Annealing is used to change the physical properties of the thin layers that make up a flexible electronic film. Using photonic curing equipment supplied by NovaCentrix, a company that creates photonic curing equipment for use with printed metal nanoparticles, the team discovered that they could effectively cure (anneal) the two layers much faster. The metal nanoparticles that make solar panels a flexible electronic are able to cure at the same time in just microseconds.
The flexible electronic film in a solar panel consists of two thin layers. One of the layers is made of halide perovskite, which is a low-cost, high-performance solar panel material. The other is an oxide that has been shown to transport the electronic charge once it has been generated.
When the photonic curing equipment was utilized on the films, both changed in a satisfactory manner in an incredibly short period of time.
Making Renewable Energy More Accessible
One of the barriers to adopting solar energy can often be the initial price of panel installation. Using photonic curing significantly reduces solar panel production costs, helping to make them more affordable and accessible to a wider audience.
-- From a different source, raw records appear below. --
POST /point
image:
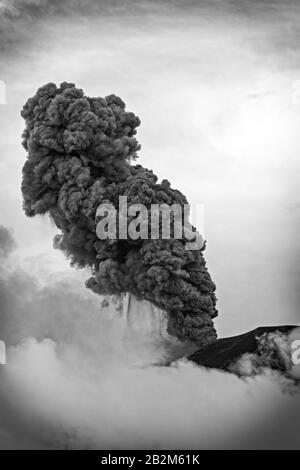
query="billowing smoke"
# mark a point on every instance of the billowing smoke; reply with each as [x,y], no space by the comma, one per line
[80,153]
[79,375]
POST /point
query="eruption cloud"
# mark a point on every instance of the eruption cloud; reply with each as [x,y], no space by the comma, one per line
[80,154]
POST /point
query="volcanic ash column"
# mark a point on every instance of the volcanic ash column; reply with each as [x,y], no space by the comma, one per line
[80,155]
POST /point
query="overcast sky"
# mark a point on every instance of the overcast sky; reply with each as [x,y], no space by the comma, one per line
[215,85]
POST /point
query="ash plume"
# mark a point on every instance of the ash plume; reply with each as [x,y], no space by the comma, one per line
[80,154]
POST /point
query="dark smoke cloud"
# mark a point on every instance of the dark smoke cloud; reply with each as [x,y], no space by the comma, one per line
[79,154]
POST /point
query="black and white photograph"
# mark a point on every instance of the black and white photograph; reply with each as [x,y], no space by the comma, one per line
[149,228]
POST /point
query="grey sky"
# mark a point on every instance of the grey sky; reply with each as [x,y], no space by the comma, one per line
[215,85]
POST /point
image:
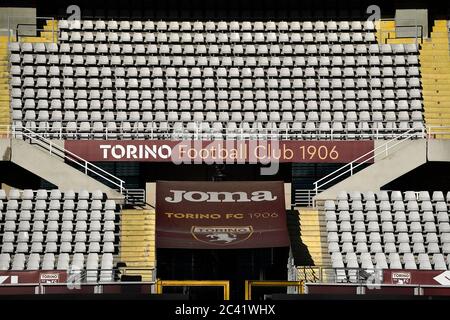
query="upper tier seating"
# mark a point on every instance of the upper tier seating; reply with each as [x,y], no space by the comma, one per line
[53,230]
[136,80]
[395,230]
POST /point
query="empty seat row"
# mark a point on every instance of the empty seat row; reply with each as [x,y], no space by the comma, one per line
[221,26]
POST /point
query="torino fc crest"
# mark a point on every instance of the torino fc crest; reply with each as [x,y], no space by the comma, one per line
[222,235]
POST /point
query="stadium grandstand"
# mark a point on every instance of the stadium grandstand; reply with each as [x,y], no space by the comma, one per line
[225,151]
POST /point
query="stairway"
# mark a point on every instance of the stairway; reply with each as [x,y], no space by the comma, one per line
[386,33]
[5,115]
[435,70]
[312,235]
[137,242]
[49,34]
[387,167]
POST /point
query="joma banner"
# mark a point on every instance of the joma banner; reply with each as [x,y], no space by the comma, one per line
[220,215]
[220,151]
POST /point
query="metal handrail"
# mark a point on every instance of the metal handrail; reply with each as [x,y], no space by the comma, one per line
[431,133]
[364,158]
[52,147]
[240,132]
[304,197]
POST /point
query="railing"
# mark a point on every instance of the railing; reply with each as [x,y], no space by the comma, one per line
[434,131]
[328,274]
[350,167]
[304,197]
[367,288]
[309,273]
[134,196]
[70,288]
[240,133]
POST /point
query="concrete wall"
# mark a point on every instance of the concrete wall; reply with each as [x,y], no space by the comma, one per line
[11,17]
[438,150]
[410,155]
[406,21]
[5,149]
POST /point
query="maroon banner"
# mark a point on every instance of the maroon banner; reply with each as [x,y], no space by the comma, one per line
[50,276]
[220,151]
[424,277]
[220,215]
In fact, the results from this work by the University of Dallas are so good that the Department of Energy (DoE) has funded further research on creating a low-cost, high-performance solar panel from halide perovskite and oxide. Moving forward, the team will continue to work with Texas-based NovaCentrix alongside Energy Materials Corp, which specializes in manufacturing halide perovskite solar panels.
Given the necessity of adopting renewable energy sources more quickly, this innovation is a welcome step forward toward faster, and therefore cheaper, solar panel production.